Francia-Recensio 2010/2 19./20. Jahrhundert – Histoire contemporaine

Elisabeth Bokelmann, Aufstand der Richter. Frankreichs Justiz und ihr Verhältnis zum Staat, 1946–1981, Frankfurt a. M. (Campus) 2008, 254 p. (Campus Forschung, 934), ISBN 978-3-593-38728-4, EUR 29,90.

rezensiert von/compte rendu rédigé par

Clément Millon/ Lille

Dans le cadre de la tentative de réorganisation de la justice en France, une proposition-phare du gouvernement est la suppression du juge d’instruction, dont les fonctions doivent revenir au parquet, directement soumis aux ordres du pouvoir politique. Dans ce contexte, il est intéressant de se pencher sur l’histoire récente de la justice en France. Elisabeth Bokelmann propose une histoire politique de la justice davantage qu’une histoire judiciaire. Si elle écrit une histoire des juges en France de 1946 à 1981, c’est à travers le rapport de la justice en France à l’État.

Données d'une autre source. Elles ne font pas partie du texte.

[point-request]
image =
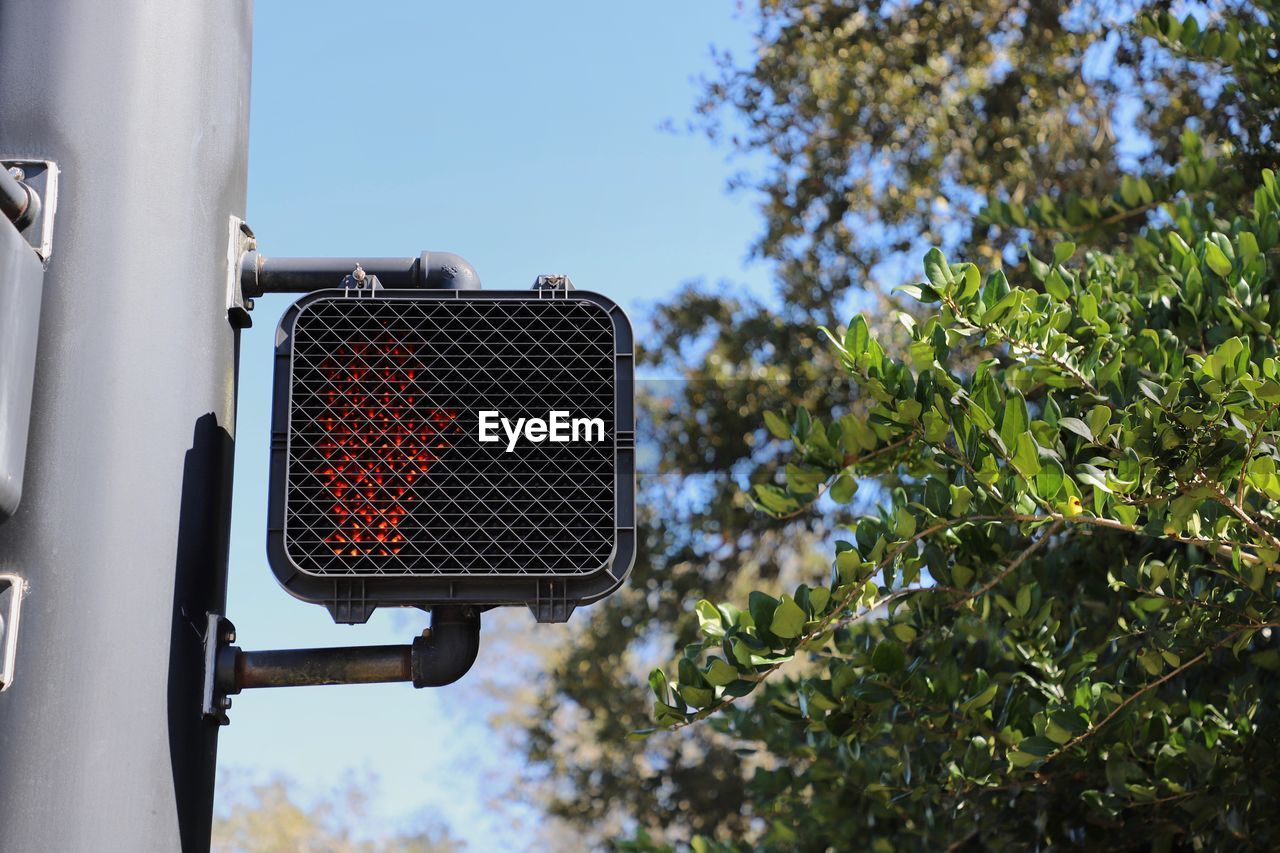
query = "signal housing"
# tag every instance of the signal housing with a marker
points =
(382, 492)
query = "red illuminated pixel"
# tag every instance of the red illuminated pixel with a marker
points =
(378, 441)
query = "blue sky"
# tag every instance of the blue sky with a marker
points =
(526, 138)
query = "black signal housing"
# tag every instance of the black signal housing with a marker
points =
(388, 489)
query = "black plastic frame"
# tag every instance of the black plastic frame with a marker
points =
(551, 597)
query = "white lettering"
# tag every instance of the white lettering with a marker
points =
(558, 427)
(535, 430)
(512, 434)
(488, 425)
(586, 424)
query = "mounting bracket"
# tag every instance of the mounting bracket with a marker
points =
(12, 589)
(440, 656)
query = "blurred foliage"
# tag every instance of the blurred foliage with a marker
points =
(1064, 619)
(869, 131)
(266, 817)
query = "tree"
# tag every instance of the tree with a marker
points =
(265, 817)
(963, 108)
(1060, 616)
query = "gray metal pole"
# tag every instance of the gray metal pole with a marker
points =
(123, 527)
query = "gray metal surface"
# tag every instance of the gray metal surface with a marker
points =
(21, 284)
(123, 527)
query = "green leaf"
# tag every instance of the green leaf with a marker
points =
(888, 657)
(972, 282)
(844, 488)
(709, 620)
(659, 687)
(1216, 259)
(762, 606)
(904, 632)
(1056, 286)
(937, 270)
(777, 424)
(982, 699)
(773, 500)
(1027, 456)
(789, 619)
(720, 673)
(1078, 427)
(1015, 422)
(1048, 479)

Elle choisit pour point de départ de son analyse l’année 1946, qui est celle de la fondation de la quatrième République, pour finir avec l’année 1981, date de l’élection de François Mitterrand à la présidence de la République. Ces deux dates ne sont pas des ruptures institutionnelles essentielles pour la justice. Les ruptures successives que retient Elisabeth Bokelmann sont essentiellement politiques. L’analyse débute de la crise de conscience dont souffre la justice au sortir de la seconde guerre mondiale. Une large place est faite à l’époque de Vichy et à ses conséquences. La neutralité politique parfois avancée au nom d’une certaine idée de l’indépendance s’est traduite par une soumission au pouvoir politique et qui ne disparaît pas avec Vichy. Il en résulte une grave crise d’identité et un rapport au politique resté pour le moins étroit. La crise que décrit l’auteur ne fait que se renforcer avec les différents régimes. La justice, malgré une tradition d’indépendance et de séparation des pouvoirs est largement soumise au pouvoir politique, au-delà de l’indépendance institutionnelle. L’intérêt de l’ouvrage réside en ce qu’il étudie longuement et avec beaucoup de pertinence la psychologie du juge en France et qu’il contribue par ailleurs à renforcer avec succès l’étude sociologique de la justice en France. Entre autres, la période de Vichy fait prendre conscience certains juges combien est grande leur soumission au pouvoir politique. Ce livre est le récit de la révolte de certains juges français contre cet état de fait. Il l’évoque, de leur insoumission proclamée contre le pouvoir, jusqu’au soutien, largement affiché, à l’accession de la gauche au pouvoir.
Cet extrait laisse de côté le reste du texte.